The poor woman was too bewildered to make head or tail of it, and whether the reader give herself the pains to peruse it or no is indifferent, for its contents in no way affect this powerful and moving tale.
“Madame,” he said when she lifted her eyes from it and as he fondly imagined had mastered its details,—“you do not perhaps see the con-nection.”
Her face assured him that she did not.
“Neither,” he added grandiloquently, “did the world, until I perceived that if indeed such functions attached to Caryll’s Ganglia, why the least obstruction of their ducts would condemn the sufferer to occasional violent pain accompanied by such inability to refrain from expression as must ruin his career and ultimately make a wreck of his bodily frame. Madame, cases of such obstruction I hev found to hev occurred in the ducts. Madame, I discovered by what slight touch of the lancet the tiny impediment could be instantly removed. Madame,” he continued, “the Caryll’s ducts in Sir Charles’ head are ob-structed, hence the recurrent pain and the lamentable attack of VERACITITIS from which he in-dub-it-ab-ly suffers.”
“Velossy what?” gasped Lady Repton.
“Veracititis, Ma’am. The phrase is my own; for it is I who have identified the relation between the ganglia and the distressing symptoms you have observed. He stands before you, he does. Madame, it is already enshrined in the proofs of the Columbia Encyclopedia”—he dived once more into his bag and handed her yet another paper—“as Veracititis Knickerbockeriensis. In Ontario since Washington’s Birthday, we hev hed three cases; I was called over privately a month ago for a most distressing case, luckily suppressed—never hurd of, Madame, outside the family. I hev operated with success. Ma’am, I can operate with success upon your husband.”
At this moment a loud scream of pain from the next room, followed by a gasp of relief and the expletive “Great Cæsar’s Ghost!” almost decided Sir Charles’ faithful spouse. Another scream that proved the spasms to be increasing in violence quite decided her. She hurriedly re-entered the dining-room, found Sir Charles white with the severity of the suffering, and took him gently by the hand.

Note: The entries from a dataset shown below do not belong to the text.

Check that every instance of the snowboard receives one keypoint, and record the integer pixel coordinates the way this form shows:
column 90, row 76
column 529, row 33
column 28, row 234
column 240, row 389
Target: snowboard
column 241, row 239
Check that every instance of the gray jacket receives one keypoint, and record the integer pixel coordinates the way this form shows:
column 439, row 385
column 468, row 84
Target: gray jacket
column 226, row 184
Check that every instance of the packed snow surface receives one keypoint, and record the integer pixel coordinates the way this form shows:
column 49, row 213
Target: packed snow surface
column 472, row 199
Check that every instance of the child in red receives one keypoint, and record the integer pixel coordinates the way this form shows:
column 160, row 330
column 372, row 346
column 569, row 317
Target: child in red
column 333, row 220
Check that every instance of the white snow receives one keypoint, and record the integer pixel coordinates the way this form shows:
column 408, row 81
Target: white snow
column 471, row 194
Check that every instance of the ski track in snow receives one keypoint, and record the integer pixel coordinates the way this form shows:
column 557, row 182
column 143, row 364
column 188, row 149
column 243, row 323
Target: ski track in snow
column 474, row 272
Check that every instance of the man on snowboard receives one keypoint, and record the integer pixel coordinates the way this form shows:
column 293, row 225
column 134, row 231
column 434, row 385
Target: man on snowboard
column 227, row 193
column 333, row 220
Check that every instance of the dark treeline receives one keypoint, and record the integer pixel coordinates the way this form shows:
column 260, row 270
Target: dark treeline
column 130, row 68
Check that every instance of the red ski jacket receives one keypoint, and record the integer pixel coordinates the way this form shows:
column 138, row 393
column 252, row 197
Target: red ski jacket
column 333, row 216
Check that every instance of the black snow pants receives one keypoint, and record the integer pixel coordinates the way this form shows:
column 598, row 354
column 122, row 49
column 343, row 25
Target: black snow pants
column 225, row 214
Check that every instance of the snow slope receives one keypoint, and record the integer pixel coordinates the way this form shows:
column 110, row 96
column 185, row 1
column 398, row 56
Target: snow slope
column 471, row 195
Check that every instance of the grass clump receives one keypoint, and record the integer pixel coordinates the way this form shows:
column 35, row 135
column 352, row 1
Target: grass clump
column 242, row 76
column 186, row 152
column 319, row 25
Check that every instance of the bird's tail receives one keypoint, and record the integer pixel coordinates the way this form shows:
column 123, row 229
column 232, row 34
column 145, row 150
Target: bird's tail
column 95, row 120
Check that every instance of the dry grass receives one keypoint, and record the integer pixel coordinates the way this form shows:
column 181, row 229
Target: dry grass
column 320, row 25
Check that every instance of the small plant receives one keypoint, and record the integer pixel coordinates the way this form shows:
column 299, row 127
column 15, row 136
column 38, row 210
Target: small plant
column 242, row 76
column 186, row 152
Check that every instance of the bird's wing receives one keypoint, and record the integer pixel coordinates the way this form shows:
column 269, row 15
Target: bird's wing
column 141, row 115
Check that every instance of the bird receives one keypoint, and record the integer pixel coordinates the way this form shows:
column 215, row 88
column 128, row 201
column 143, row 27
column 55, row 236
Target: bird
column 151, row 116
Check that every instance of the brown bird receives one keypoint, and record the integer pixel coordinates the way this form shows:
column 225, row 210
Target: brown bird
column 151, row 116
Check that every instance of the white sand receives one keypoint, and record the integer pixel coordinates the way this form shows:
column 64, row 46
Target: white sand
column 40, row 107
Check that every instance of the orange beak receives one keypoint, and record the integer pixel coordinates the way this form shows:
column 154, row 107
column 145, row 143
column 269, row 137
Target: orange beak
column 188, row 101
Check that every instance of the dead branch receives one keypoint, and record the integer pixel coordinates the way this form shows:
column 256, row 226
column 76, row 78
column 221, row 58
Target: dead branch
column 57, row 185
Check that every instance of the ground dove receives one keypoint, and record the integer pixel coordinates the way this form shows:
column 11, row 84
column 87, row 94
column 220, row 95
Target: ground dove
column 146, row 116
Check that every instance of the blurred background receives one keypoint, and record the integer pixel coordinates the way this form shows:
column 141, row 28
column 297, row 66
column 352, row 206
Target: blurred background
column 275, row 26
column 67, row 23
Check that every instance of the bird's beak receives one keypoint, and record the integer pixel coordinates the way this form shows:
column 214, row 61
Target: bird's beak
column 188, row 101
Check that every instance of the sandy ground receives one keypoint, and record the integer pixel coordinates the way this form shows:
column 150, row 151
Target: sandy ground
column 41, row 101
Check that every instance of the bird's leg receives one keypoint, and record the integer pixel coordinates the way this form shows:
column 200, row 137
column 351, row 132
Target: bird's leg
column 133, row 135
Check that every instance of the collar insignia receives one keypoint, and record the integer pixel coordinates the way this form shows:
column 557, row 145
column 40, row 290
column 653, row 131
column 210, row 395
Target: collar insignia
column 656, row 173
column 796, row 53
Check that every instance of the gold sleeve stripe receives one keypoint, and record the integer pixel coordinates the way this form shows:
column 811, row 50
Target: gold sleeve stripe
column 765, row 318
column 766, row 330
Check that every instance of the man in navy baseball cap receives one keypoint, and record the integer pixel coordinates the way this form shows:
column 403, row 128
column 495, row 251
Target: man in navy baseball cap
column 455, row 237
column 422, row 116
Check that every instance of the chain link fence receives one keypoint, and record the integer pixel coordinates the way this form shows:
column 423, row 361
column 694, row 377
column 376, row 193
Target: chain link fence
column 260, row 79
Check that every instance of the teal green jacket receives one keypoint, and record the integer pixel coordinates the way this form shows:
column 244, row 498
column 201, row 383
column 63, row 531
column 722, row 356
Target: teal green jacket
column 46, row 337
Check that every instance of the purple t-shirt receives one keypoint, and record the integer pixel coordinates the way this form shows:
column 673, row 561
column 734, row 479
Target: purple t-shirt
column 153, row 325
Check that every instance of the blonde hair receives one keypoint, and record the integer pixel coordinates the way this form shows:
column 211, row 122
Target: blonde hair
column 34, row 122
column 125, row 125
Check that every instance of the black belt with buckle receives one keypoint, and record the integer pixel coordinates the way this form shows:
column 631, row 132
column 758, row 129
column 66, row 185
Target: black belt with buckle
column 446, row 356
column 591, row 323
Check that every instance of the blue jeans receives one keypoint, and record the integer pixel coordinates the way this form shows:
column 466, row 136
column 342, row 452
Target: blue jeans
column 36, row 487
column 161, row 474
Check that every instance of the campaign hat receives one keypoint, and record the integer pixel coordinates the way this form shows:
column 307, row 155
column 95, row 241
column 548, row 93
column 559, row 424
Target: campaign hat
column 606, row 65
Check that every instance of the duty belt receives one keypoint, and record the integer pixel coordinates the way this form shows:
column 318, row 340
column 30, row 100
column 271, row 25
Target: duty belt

“Darling,” she said, “I have a practitioner who can relieve this. He is waiting for you.”
“Oh,” sighed Sir Charles, as the pain left him, “I’m glad to hear it, profoundly glad. They’re all such scoundrels, Maria, ... but if he’s a surgeon and can cut something out, I’ll trust him.”
“It won’t be as bad as that,” said Maria, tenderly helping the Baronet out through the small door towards the inner room.